J’ai baissé les yeux sur les papiers déchirés au sol, puis je les ai relevés vers lui.
« Tu es un homme intelligent », dis-je. « Trouver une directrice financière et une femme sans frais de recrutement. »
Il sourit – un sourire rare et éclatant.
« Je suis investisseur. Je ne laisse jamais passer la meilleure opportunité de ma vie. »
Il se pencha et m’embrassa le front.
« Rentre à la maison, Ava. Le penthouse est froid sans toi. Je n’arrive pas à dormir. »
Je suis retournée au penthouse au bord de la rivière.
Cette fois, je n’étais ni une invitée ni une actrice.
J’étais sa maîtresse.
Et la partenaire d’Alex.
Notre vie n’avait rien d’un film romantique.
Nous étions deux bourreaux de travail.
Nos dîners étaient souvent l’occasion de débats enflammés sur la stratégie d’entreprise.

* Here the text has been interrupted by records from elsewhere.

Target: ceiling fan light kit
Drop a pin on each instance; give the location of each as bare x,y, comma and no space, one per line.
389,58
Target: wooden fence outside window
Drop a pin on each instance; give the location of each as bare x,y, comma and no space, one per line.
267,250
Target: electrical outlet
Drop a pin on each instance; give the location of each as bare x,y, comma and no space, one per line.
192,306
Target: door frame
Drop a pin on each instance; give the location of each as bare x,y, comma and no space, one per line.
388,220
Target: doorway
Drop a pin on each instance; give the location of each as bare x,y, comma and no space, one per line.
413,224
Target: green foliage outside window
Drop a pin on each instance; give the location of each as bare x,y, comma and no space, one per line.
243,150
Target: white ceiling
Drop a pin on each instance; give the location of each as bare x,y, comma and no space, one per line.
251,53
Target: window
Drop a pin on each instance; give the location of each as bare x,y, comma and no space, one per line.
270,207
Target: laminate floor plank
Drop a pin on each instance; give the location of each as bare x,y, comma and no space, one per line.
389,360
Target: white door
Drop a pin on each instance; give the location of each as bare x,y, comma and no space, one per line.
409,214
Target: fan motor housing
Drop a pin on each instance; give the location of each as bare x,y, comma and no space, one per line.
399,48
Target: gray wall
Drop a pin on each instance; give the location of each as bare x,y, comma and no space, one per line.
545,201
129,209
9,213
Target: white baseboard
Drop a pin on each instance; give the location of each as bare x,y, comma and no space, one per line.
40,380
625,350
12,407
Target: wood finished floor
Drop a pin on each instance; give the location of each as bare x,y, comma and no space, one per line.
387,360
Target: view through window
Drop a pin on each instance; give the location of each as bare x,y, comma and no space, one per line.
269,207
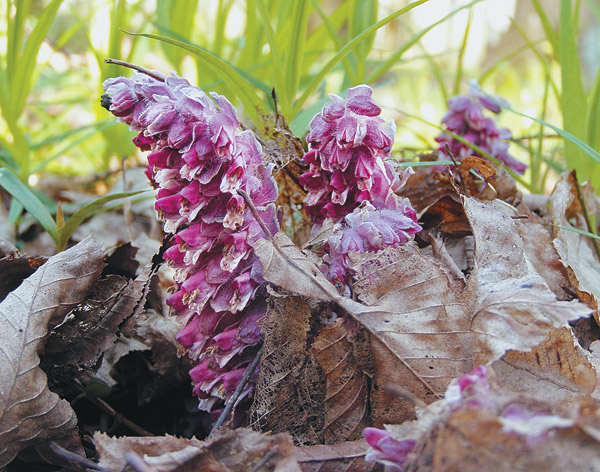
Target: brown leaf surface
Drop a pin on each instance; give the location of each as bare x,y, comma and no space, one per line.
576,251
341,457
426,329
557,370
290,390
236,451
29,412
92,327
340,349
475,440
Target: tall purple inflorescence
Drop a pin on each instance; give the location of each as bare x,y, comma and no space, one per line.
465,119
351,182
199,158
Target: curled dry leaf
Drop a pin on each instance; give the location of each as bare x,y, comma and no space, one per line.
576,251
29,412
426,327
339,348
238,450
558,369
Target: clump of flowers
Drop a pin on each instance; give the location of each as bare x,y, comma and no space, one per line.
368,229
349,142
200,157
465,118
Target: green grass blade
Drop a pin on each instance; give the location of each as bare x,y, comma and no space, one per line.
314,83
551,35
11,183
573,101
295,52
337,41
80,215
389,62
25,67
241,87
363,14
543,61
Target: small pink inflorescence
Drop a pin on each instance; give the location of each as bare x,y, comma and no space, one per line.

Mais derrière ce pragmatisme se cachait un lien indéfectible.
Un soir, nous étions assis sur le balcon qui surplombait la rivière.

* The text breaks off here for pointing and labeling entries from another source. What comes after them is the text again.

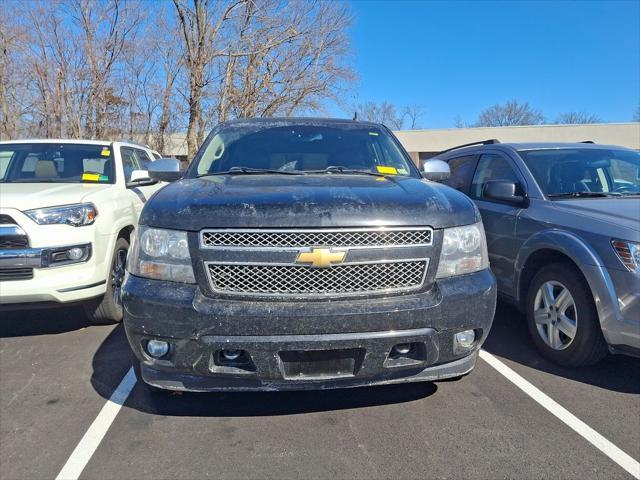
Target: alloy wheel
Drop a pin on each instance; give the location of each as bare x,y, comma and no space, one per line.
555,315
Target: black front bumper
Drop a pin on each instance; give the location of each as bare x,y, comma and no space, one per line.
305,345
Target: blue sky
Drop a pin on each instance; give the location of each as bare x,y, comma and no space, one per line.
455,58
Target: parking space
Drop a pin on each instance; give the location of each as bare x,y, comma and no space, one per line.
56,373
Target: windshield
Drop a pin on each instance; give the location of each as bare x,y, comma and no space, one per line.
584,171
301,148
55,163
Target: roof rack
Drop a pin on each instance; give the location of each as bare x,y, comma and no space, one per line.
491,141
132,142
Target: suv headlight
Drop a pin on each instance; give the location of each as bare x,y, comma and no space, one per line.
161,254
75,215
628,253
464,250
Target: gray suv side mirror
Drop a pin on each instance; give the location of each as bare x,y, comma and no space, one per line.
436,170
165,169
503,191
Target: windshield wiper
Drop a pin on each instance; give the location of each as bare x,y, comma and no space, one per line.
583,194
346,171
249,171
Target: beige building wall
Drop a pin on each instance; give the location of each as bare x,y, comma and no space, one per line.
430,141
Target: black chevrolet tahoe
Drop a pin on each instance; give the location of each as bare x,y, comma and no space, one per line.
304,254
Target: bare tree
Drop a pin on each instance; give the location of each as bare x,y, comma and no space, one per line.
509,114
281,61
412,116
576,118
389,114
99,68
12,81
200,22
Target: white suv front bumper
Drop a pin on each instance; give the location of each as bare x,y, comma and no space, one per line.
46,275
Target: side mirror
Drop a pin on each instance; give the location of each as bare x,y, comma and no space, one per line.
165,169
503,191
436,170
138,175
140,178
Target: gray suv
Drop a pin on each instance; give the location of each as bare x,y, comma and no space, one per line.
563,229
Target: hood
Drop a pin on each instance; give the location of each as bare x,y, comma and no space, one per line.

J’ai posé ma tête sur son épaule, envahie par une profonde paix.
« Tu sais, » dis-je doucement, « avant, je pensais que le bonheur, c'était tout sacrifier pour un mari. »
« Maintenant, je sais que le vrai bonheur, c'est d'être soi-même, d'être respectée et de réaliser de grandes choses avec la personne qu'on aime. »
Alex me serra l'épaule.
« Tu m'as appris qu'une femme peut être une guerrière redoutable. »
« Merci d'être entrée dans ce café. Merci d'avoir accepté mon contrat un peu fou. »
« Et merci à toi, » dis-je en riant, « de ne pas avoir signé les papiers du divorce. »
« Jamais, » dit-il en m'embrassant les cheveux.
« Je suis un requin. Une fois que j'ai mordu, je ne lâche plus. »
Son téléphone vibra.
Il y jeta un coup d'œil et sourit.
« Le rapport trimestriel est arrivé. Les bénéfices sont en hausse de trente pour cent. »
« Tout ça grâce à ma femme. »
« Alors, c'est quoi ma prime ? » demandai-je en plaisantant.
« Tu m'as pour le restant de mes jours, » dit-il.
« Ça te suffit ? »
J'ai ri, le cœur léger.
Le passé douloureux n'était plus qu'un lointain souvenir.
Kevin et Melanie expiaient leurs fautes envers la société.
Et moi, je savourais mon propre bonheur – un bonheur réel et tangible, bâti non sur le sacrifice, mais sur l'intelligence, la force et un amour mûr et puissant.
Le contrat de mariage, né de la vengeance, était devenu un engagement pour la vie – l'union la plus réussie que nous ayons jamais conclue.